On March 4, our class met with St. Luke's Executive Director Brian Diller, who gave us an overview of the center's programs. He told us that the preschool is particularly important in this neighborhood: the zip code where St. Luke's is located -- 37209 -- has a 40 percent high school drop-out rate, and the two lowest-performing high schools in the state are located in that area. The extra attention and quality education that the children at St. Luke's receive before they ever even enter the public school systems helps to increase their chances of success once they get there.

A St. Luke's staff member gives our class a tour of the preschool.

Brian told us that 46 percent of the children in the preschool come from "very diverse backgrounds," by which I assume he meant either immigrant or recent immigrant families. He listed Vietnamese, Mexican, Latin American, and Eastern European (Croatian) as some of the ethnic backgrounds of the students at the preschool. Vietnamese are a particularly large population at St. Luke's; West Nashville is an center of Vietnamese refugee resettlement. The Vietnamese population is so large in this area that the library at St. Luke's preschool provides books in Vietnamese in addition to English and Spanish.

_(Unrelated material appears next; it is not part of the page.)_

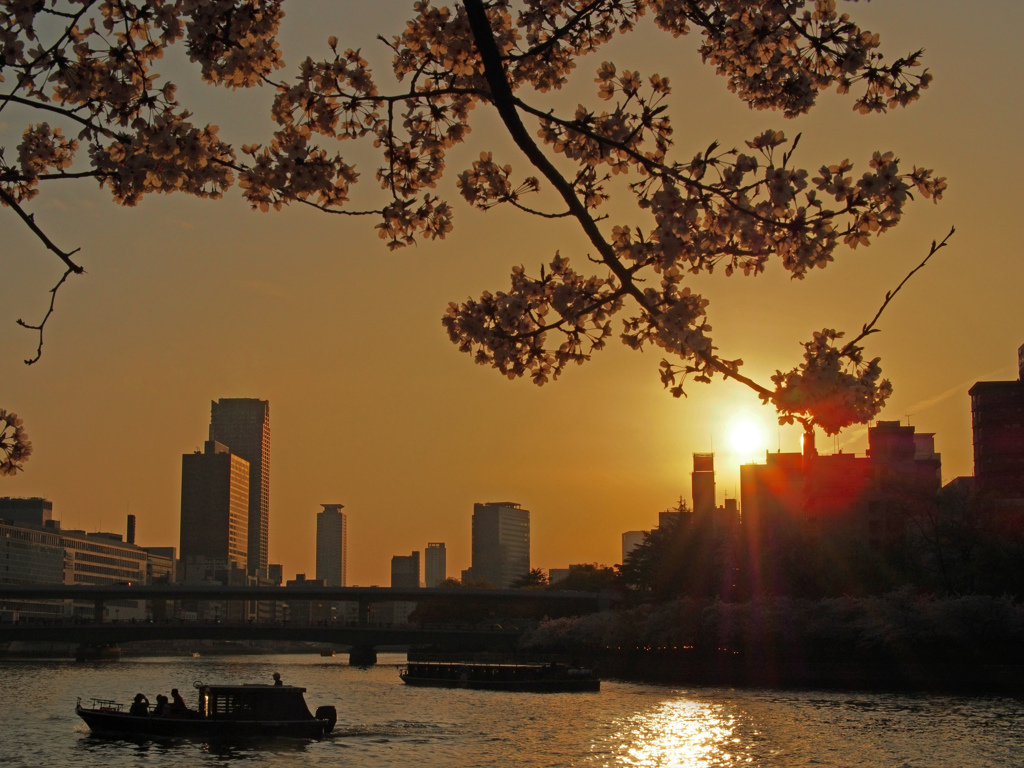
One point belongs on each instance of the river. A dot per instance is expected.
(382, 722)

Bumper sticker seen on a car in St. Luke's parking lot
But the majority of our time with Brian was spent talking about the flood in Nashville last May (2010). Still recent history for the people of this neighborhood, which was one of the hardest hit in the flood, the memories were clearly fresh and poignant for Brian, who told story after story about how the community came together in the wake of the flood to provide for the needs of the neighborhood. As I listened to Brian, I was reminded of stories of disaster relief in New York post-9/11, or in New Orleans post-Katrina. The story of the community coming together in the midst of crisis was the same here as it was in those other places. St. Luke's itself was turned into a triage center for six weeks or so after the flood, and a local restaurant donated three meals a day for weeks at no charge to guests at the center. Because St. Luke's was such a well-known name in the community, it was a natural central gathering place for people to come to in the midst of a tragedy. It was a real testimony to the benefits of building long-term, proactive relationships with a community so that the structures needed for crisis response are in place when they are needed.